What message do you have for anyone considering a career in our sector?

As someone who has worked in various work environments (agency vs. startup, fast pace vs. consistent), cultures (US and Germany), and for different levels of stakeholders (C-suite, mid-management, internal) — the common denominator is that researchers are all driven by a desire for measurable impact. I truly believe we all want to feel that we’ve contributed to something meaningful in our careers and as researchers, our chosen tool to achieve this is data. I love that the market research sector is constantly growing and changing based on advances in technology, AI, research methods, etc. We get to be a part of something continuously evolving and because of this, we have an opportunity to mirror this evolution as individuals and professionals in this sector.

Do you have any advice for our sector as a whole?

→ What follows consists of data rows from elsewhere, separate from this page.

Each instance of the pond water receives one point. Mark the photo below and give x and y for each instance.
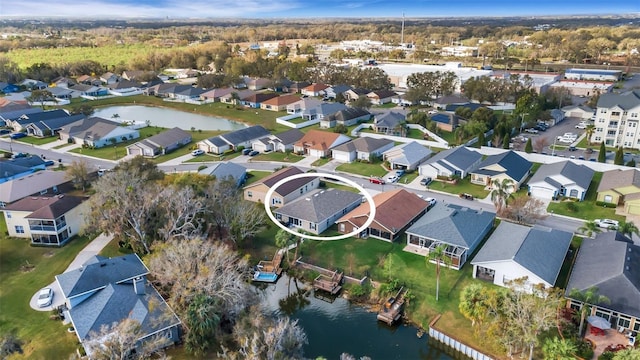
(339, 326)
(168, 118)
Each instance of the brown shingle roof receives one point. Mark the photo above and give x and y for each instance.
(394, 210)
(318, 140)
(288, 187)
(619, 178)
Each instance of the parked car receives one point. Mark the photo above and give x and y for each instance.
(607, 223)
(18, 135)
(426, 181)
(45, 297)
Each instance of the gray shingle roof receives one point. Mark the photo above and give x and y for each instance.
(460, 157)
(609, 262)
(540, 250)
(581, 175)
(626, 100)
(319, 205)
(117, 302)
(97, 275)
(515, 165)
(363, 144)
(224, 170)
(247, 134)
(454, 224)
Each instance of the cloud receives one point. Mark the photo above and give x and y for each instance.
(89, 9)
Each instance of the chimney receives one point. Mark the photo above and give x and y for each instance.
(138, 285)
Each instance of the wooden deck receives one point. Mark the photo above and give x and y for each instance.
(392, 310)
(330, 284)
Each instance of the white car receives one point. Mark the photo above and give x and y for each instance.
(607, 223)
(45, 296)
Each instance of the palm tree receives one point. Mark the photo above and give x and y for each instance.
(439, 256)
(628, 228)
(590, 228)
(501, 193)
(589, 130)
(587, 298)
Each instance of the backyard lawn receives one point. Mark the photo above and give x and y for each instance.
(463, 186)
(586, 210)
(364, 169)
(23, 271)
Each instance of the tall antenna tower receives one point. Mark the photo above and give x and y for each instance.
(402, 32)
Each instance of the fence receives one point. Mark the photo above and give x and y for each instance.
(455, 344)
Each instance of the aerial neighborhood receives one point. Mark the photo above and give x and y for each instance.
(155, 204)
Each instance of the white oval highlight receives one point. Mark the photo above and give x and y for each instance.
(372, 206)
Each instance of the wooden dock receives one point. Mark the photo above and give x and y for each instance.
(271, 266)
(330, 284)
(392, 309)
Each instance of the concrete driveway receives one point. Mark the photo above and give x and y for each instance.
(93, 248)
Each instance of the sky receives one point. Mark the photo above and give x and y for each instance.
(176, 9)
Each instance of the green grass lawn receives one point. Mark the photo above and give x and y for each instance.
(362, 168)
(42, 337)
(463, 186)
(586, 210)
(278, 156)
(37, 141)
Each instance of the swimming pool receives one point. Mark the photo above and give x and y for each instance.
(265, 277)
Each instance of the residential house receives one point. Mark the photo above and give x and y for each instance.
(515, 251)
(106, 291)
(380, 97)
(46, 220)
(97, 132)
(317, 143)
(579, 111)
(458, 161)
(302, 105)
(333, 91)
(621, 187)
(459, 228)
(362, 149)
(236, 96)
(282, 142)
(51, 127)
(407, 156)
(285, 193)
(345, 117)
(500, 167)
(318, 210)
(7, 88)
(36, 183)
(322, 110)
(255, 100)
(233, 140)
(109, 78)
(355, 93)
(214, 95)
(395, 211)
(617, 120)
(160, 144)
(561, 179)
(314, 90)
(446, 121)
(442, 102)
(279, 103)
(227, 171)
(609, 263)
(390, 123)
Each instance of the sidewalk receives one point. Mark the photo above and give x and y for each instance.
(93, 248)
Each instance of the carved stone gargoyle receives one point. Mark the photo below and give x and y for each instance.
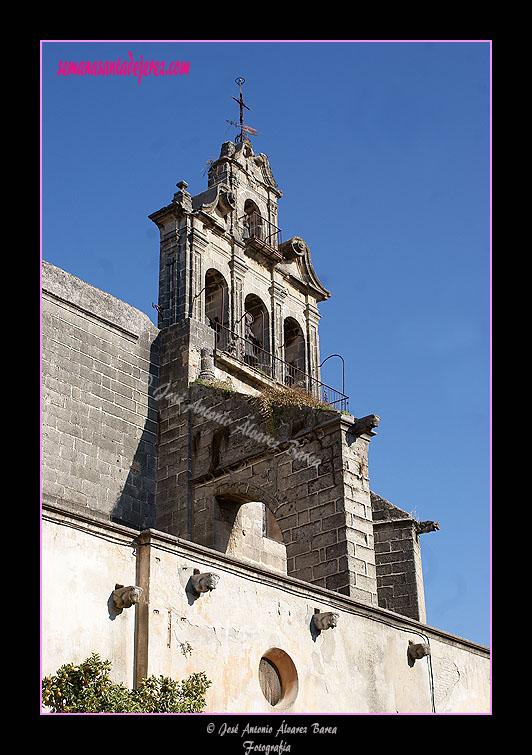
(417, 650)
(365, 424)
(125, 597)
(201, 583)
(422, 527)
(324, 621)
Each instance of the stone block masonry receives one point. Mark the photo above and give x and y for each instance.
(99, 368)
(398, 560)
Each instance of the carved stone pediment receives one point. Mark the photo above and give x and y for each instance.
(298, 267)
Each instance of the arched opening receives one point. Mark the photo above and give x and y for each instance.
(257, 334)
(253, 222)
(248, 530)
(294, 353)
(217, 305)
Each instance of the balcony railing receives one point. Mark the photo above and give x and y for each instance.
(250, 353)
(254, 226)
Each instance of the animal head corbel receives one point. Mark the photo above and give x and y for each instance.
(422, 527)
(327, 620)
(417, 650)
(205, 582)
(125, 597)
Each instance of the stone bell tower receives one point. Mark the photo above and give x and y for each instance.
(238, 308)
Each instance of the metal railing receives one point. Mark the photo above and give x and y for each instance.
(250, 352)
(254, 226)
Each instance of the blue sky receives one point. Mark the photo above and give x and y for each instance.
(382, 151)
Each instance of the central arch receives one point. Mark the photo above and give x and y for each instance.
(245, 526)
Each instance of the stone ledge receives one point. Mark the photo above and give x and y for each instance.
(216, 559)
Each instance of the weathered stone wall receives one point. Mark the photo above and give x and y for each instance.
(306, 465)
(360, 666)
(398, 560)
(99, 431)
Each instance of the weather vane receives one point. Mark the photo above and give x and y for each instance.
(243, 128)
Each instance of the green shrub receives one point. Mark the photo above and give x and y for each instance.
(87, 688)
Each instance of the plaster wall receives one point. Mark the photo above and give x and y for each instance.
(361, 666)
(81, 564)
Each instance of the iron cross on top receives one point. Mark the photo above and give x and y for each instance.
(243, 128)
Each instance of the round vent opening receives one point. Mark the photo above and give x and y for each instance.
(278, 678)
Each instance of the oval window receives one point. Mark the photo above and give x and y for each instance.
(278, 678)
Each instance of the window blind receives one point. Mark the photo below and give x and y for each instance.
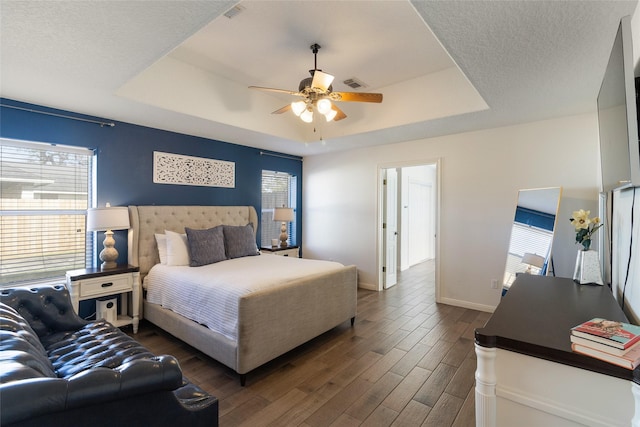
(278, 190)
(45, 191)
(525, 239)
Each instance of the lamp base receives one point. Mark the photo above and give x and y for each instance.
(108, 265)
(109, 254)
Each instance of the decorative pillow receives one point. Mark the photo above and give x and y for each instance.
(161, 240)
(240, 241)
(205, 246)
(177, 248)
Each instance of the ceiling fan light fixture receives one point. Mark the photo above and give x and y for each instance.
(330, 115)
(307, 115)
(298, 107)
(324, 106)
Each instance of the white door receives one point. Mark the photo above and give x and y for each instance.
(420, 236)
(390, 224)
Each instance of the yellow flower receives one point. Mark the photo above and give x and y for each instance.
(580, 219)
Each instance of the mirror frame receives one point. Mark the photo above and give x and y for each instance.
(545, 204)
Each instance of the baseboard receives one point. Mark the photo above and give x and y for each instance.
(467, 304)
(367, 286)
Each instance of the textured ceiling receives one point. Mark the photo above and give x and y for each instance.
(182, 66)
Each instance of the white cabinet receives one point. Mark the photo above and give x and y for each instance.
(93, 283)
(292, 251)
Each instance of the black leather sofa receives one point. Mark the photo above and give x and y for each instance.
(57, 369)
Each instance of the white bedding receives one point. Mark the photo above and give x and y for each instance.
(209, 294)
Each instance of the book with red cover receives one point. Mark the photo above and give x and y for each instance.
(602, 347)
(615, 334)
(630, 360)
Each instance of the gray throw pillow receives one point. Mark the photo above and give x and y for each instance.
(205, 246)
(240, 241)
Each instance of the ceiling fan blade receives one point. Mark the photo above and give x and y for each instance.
(341, 115)
(270, 89)
(321, 80)
(356, 97)
(282, 110)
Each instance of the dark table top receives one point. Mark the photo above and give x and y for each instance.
(536, 315)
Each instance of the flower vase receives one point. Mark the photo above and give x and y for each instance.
(587, 268)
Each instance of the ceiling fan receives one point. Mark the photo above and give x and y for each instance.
(318, 94)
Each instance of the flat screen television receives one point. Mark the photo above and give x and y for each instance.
(618, 116)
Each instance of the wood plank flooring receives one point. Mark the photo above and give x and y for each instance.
(407, 362)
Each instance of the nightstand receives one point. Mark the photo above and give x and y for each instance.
(292, 251)
(93, 283)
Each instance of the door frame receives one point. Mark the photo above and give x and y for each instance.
(380, 216)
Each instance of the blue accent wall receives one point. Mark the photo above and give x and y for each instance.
(125, 161)
(535, 218)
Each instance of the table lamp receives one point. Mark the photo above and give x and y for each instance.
(107, 219)
(285, 215)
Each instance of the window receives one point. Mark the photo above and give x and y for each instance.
(525, 238)
(278, 189)
(45, 191)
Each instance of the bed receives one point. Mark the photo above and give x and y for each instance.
(270, 318)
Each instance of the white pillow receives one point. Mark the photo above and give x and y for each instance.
(161, 240)
(177, 248)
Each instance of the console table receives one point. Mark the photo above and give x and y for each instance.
(527, 374)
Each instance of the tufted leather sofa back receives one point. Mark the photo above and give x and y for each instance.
(47, 309)
(52, 360)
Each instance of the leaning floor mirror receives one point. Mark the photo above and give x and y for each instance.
(532, 233)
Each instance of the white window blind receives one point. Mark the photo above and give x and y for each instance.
(45, 191)
(525, 239)
(278, 190)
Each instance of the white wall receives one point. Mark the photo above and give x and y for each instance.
(481, 173)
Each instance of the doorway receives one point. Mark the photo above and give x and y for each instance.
(407, 218)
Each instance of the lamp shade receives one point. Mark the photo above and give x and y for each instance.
(533, 260)
(283, 214)
(108, 218)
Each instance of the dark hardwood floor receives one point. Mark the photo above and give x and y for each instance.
(407, 362)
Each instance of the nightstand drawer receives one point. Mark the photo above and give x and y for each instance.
(106, 285)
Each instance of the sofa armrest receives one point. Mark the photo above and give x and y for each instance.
(39, 396)
(46, 308)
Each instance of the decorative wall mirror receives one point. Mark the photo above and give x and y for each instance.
(532, 233)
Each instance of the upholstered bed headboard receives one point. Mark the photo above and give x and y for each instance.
(146, 221)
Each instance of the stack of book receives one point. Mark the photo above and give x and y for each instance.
(613, 342)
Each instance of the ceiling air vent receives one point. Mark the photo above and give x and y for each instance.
(231, 13)
(354, 83)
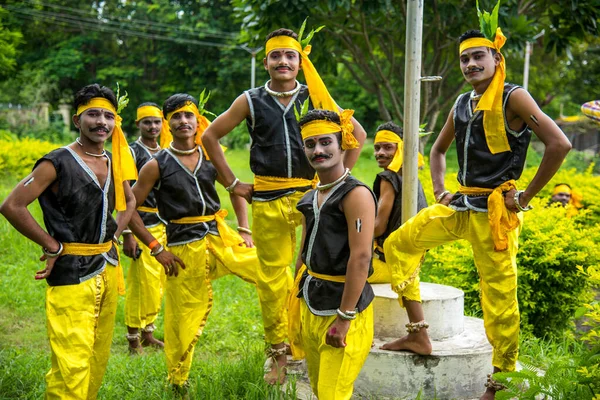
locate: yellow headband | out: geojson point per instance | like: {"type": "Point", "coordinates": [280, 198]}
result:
{"type": "Point", "coordinates": [122, 162]}
{"type": "Point", "coordinates": [392, 137]}
{"type": "Point", "coordinates": [491, 101]}
{"type": "Point", "coordinates": [324, 127]}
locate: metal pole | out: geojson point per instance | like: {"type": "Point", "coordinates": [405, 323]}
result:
{"type": "Point", "coordinates": [412, 104]}
{"type": "Point", "coordinates": [526, 67]}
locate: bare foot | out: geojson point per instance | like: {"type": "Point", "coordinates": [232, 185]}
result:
{"type": "Point", "coordinates": [415, 342]}
{"type": "Point", "coordinates": [276, 375]}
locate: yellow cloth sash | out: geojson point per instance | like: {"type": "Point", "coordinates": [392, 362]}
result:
{"type": "Point", "coordinates": [491, 101]}
{"type": "Point", "coordinates": [501, 219]}
{"type": "Point", "coordinates": [229, 236]}
{"type": "Point", "coordinates": [388, 136]}
{"type": "Point", "coordinates": [123, 165]}
{"type": "Point", "coordinates": [151, 111]}
{"type": "Point", "coordinates": [148, 209]}
{"type": "Point", "coordinates": [267, 183]}
{"type": "Point", "coordinates": [93, 249]}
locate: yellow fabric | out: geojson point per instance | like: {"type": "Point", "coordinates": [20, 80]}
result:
{"type": "Point", "coordinates": [491, 101]}
{"type": "Point", "coordinates": [148, 209]}
{"type": "Point", "coordinates": [501, 219]}
{"type": "Point", "coordinates": [266, 183]}
{"type": "Point", "coordinates": [391, 137]}
{"type": "Point", "coordinates": [437, 225]}
{"type": "Point", "coordinates": [145, 281]}
{"type": "Point", "coordinates": [274, 232]}
{"type": "Point", "coordinates": [123, 164]}
{"type": "Point", "coordinates": [90, 249]}
{"type": "Point", "coordinates": [80, 320]}
{"type": "Point", "coordinates": [240, 260]}
{"type": "Point", "coordinates": [229, 236]}
{"type": "Point", "coordinates": [187, 306]}
{"type": "Point", "coordinates": [324, 127]}
{"type": "Point", "coordinates": [332, 371]}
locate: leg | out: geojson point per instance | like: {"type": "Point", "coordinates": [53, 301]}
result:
{"type": "Point", "coordinates": [274, 226]}
{"type": "Point", "coordinates": [404, 250]}
{"type": "Point", "coordinates": [498, 281]}
{"type": "Point", "coordinates": [188, 303]}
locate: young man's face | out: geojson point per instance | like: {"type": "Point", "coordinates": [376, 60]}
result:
{"type": "Point", "coordinates": [96, 124]}
{"type": "Point", "coordinates": [183, 124]}
{"type": "Point", "coordinates": [323, 151]}
{"type": "Point", "coordinates": [150, 127]}
{"type": "Point", "coordinates": [478, 64]}
{"type": "Point", "coordinates": [384, 153]}
{"type": "Point", "coordinates": [282, 64]}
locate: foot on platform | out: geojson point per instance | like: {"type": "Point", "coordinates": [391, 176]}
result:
{"type": "Point", "coordinates": [277, 372]}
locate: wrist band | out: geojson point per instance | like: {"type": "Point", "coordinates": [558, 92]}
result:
{"type": "Point", "coordinates": [232, 186]}
{"type": "Point", "coordinates": [58, 252]}
{"type": "Point", "coordinates": [441, 196]}
{"type": "Point", "coordinates": [245, 230]}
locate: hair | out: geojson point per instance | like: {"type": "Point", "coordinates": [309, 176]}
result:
{"type": "Point", "coordinates": [472, 34]}
{"type": "Point", "coordinates": [149, 103]}
{"type": "Point", "coordinates": [86, 93]}
{"type": "Point", "coordinates": [391, 126]}
{"type": "Point", "coordinates": [177, 100]}
{"type": "Point", "coordinates": [282, 32]}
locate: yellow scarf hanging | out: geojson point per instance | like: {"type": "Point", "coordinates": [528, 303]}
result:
{"type": "Point", "coordinates": [491, 101]}
{"type": "Point", "coordinates": [151, 111]}
{"type": "Point", "coordinates": [388, 136]}
{"type": "Point", "coordinates": [122, 163]}
{"type": "Point", "coordinates": [324, 127]}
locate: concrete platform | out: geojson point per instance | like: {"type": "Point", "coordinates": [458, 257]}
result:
{"type": "Point", "coordinates": [443, 307]}
{"type": "Point", "coordinates": [457, 368]}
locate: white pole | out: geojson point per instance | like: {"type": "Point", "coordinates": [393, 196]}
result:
{"type": "Point", "coordinates": [412, 103]}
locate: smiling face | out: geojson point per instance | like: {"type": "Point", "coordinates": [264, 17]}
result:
{"type": "Point", "coordinates": [96, 124]}
{"type": "Point", "coordinates": [478, 64]}
{"type": "Point", "coordinates": [282, 64]}
{"type": "Point", "coordinates": [323, 151]}
{"type": "Point", "coordinates": [384, 153]}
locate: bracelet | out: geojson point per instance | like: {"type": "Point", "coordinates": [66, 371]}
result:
{"type": "Point", "coordinates": [346, 315]}
{"type": "Point", "coordinates": [58, 252]}
{"type": "Point", "coordinates": [232, 186]}
{"type": "Point", "coordinates": [441, 196]}
{"type": "Point", "coordinates": [158, 250]}
{"type": "Point", "coordinates": [518, 202]}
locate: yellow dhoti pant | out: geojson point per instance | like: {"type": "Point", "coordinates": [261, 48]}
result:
{"type": "Point", "coordinates": [437, 225]}
{"type": "Point", "coordinates": [274, 226]}
{"type": "Point", "coordinates": [188, 303]}
{"type": "Point", "coordinates": [80, 320]}
{"type": "Point", "coordinates": [332, 371]}
{"type": "Point", "coordinates": [240, 261]}
{"type": "Point", "coordinates": [145, 281]}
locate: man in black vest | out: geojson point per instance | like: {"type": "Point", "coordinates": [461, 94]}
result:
{"type": "Point", "coordinates": [76, 187]}
{"type": "Point", "coordinates": [281, 176]}
{"type": "Point", "coordinates": [492, 126]}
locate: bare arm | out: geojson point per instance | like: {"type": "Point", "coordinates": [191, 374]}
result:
{"type": "Point", "coordinates": [357, 205]}
{"type": "Point", "coordinates": [557, 145]}
{"type": "Point", "coordinates": [437, 157]}
{"type": "Point", "coordinates": [220, 127]}
{"type": "Point", "coordinates": [384, 207]}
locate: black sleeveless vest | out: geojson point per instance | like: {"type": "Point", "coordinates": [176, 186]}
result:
{"type": "Point", "coordinates": [327, 251]}
{"type": "Point", "coordinates": [183, 193]}
{"type": "Point", "coordinates": [79, 212]}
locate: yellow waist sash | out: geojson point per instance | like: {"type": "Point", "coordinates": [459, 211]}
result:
{"type": "Point", "coordinates": [148, 209]}
{"type": "Point", "coordinates": [501, 219]}
{"type": "Point", "coordinates": [228, 235]}
{"type": "Point", "coordinates": [267, 183]}
{"type": "Point", "coordinates": [90, 249]}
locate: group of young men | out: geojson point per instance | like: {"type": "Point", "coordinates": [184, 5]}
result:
{"type": "Point", "coordinates": [351, 234]}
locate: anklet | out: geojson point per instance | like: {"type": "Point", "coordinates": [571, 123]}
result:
{"type": "Point", "coordinates": [414, 327]}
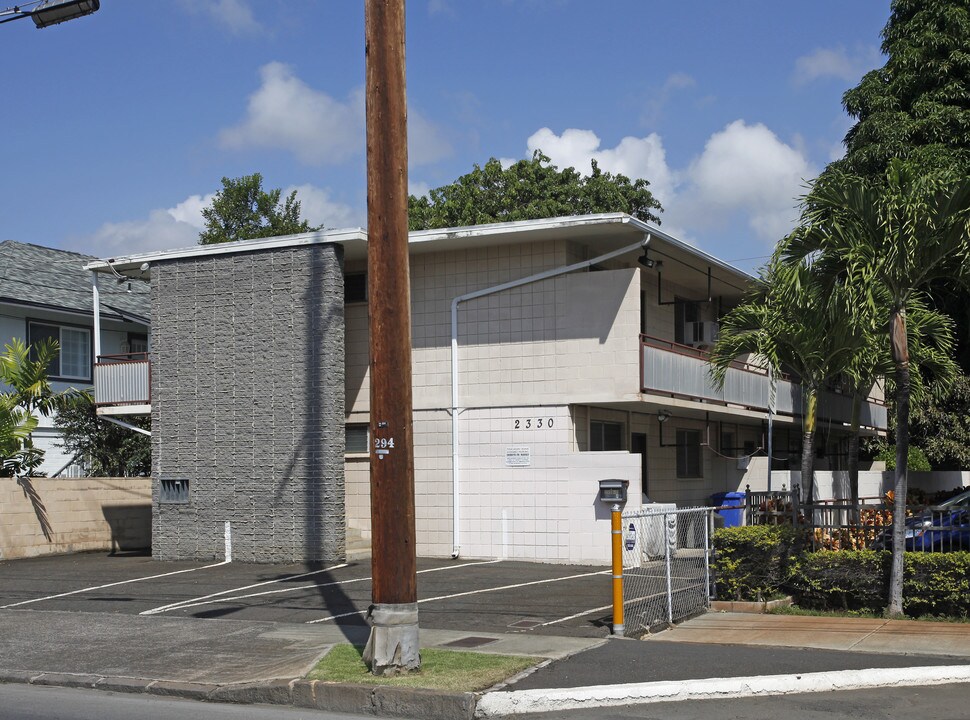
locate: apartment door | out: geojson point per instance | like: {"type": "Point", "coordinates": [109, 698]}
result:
{"type": "Point", "coordinates": [638, 445]}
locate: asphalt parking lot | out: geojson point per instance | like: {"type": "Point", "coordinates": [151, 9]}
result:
{"type": "Point", "coordinates": [466, 595]}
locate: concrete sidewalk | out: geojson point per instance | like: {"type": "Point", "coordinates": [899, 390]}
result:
{"type": "Point", "coordinates": [250, 661]}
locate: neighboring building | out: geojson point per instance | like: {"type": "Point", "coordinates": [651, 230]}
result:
{"type": "Point", "coordinates": [46, 293]}
{"type": "Point", "coordinates": [547, 355]}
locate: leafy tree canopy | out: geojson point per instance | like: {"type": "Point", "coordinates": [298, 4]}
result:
{"type": "Point", "coordinates": [242, 210]}
{"type": "Point", "coordinates": [107, 449]}
{"type": "Point", "coordinates": [528, 190]}
{"type": "Point", "coordinates": [917, 106]}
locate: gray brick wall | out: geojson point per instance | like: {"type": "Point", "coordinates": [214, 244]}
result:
{"type": "Point", "coordinates": [248, 405]}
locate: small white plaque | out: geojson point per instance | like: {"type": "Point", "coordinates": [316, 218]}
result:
{"type": "Point", "coordinates": [518, 456]}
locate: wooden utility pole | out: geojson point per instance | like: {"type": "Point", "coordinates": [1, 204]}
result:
{"type": "Point", "coordinates": [393, 643]}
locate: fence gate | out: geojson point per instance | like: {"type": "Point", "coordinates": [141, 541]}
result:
{"type": "Point", "coordinates": [666, 561]}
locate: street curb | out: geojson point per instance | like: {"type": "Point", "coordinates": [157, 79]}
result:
{"type": "Point", "coordinates": [417, 703]}
{"type": "Point", "coordinates": [501, 704]}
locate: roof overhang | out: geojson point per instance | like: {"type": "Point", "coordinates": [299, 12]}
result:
{"type": "Point", "coordinates": [603, 232]}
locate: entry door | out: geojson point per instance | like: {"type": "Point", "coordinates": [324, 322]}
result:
{"type": "Point", "coordinates": [638, 445]}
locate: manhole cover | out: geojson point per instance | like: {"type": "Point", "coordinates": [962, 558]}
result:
{"type": "Point", "coordinates": [470, 642]}
{"type": "Point", "coordinates": [526, 624]}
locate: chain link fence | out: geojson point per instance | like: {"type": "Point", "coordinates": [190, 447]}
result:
{"type": "Point", "coordinates": [666, 566]}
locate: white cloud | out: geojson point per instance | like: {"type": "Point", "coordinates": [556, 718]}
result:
{"type": "Point", "coordinates": [744, 174]}
{"type": "Point", "coordinates": [633, 157]}
{"type": "Point", "coordinates": [835, 62]}
{"type": "Point", "coordinates": [160, 231]}
{"type": "Point", "coordinates": [179, 226]}
{"type": "Point", "coordinates": [234, 15]}
{"type": "Point", "coordinates": [747, 169]}
{"type": "Point", "coordinates": [285, 113]}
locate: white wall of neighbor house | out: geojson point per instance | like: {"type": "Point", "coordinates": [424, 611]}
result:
{"type": "Point", "coordinates": [13, 324]}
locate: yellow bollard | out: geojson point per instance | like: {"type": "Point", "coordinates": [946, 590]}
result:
{"type": "Point", "coordinates": [617, 529]}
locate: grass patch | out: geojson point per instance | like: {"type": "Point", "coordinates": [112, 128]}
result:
{"type": "Point", "coordinates": [449, 670]}
{"type": "Point", "coordinates": [795, 610]}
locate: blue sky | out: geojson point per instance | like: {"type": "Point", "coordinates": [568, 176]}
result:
{"type": "Point", "coordinates": [119, 126]}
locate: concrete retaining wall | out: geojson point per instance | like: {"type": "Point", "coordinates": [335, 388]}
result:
{"type": "Point", "coordinates": [48, 516]}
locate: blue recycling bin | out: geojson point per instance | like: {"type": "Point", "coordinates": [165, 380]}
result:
{"type": "Point", "coordinates": [731, 507]}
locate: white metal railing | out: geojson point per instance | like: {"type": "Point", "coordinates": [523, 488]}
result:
{"type": "Point", "coordinates": [687, 373]}
{"type": "Point", "coordinates": [122, 379]}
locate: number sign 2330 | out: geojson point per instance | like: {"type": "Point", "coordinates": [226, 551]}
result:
{"type": "Point", "coordinates": [532, 423]}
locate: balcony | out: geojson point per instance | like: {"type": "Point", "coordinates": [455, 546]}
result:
{"type": "Point", "coordinates": [679, 370]}
{"type": "Point", "coordinates": [122, 384]}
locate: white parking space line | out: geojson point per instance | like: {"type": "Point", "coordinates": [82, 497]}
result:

Stay curious. Similarly with any job, there becomes a certain complacency towards what is the “right” and “wrong” way to do something. We have our routines and we know what works for us. However, as I previously mentioned, our sector is constantly evolving and growing. I believe it’s important that we remain open to integrating new technologies — take ChatGPT for example — and find innovative ways to leverage existing research methods. However, I want to caveat that we still must maintain data integrity and not minimize the importance of understanding the implications innovation can have on our research. It’s critical that we have ethical guidelines in place to protect data privacy and the quality of the insights.

And do you have anyone who has helped your career so far that you’d like to acknowledge and say thanks or give a shout out to? 

Of course! Anna Dougan was a Project Manager at PSB Insights when I first joined as an entry-level Research Analyst. She eventually became a friend and mentor to me, and is now the youngest VP at PSB Insights. She showed so much patience when I would ask silly questions about report formatting or client emails — but was one of my biggest advocates and supporters as I continued to grow in my career. I’m so grateful to have met many of my colleagues throughout these 6 years in the industry but particularly Anna stands out as someone who was instrumental in helping me become the researcher I am today!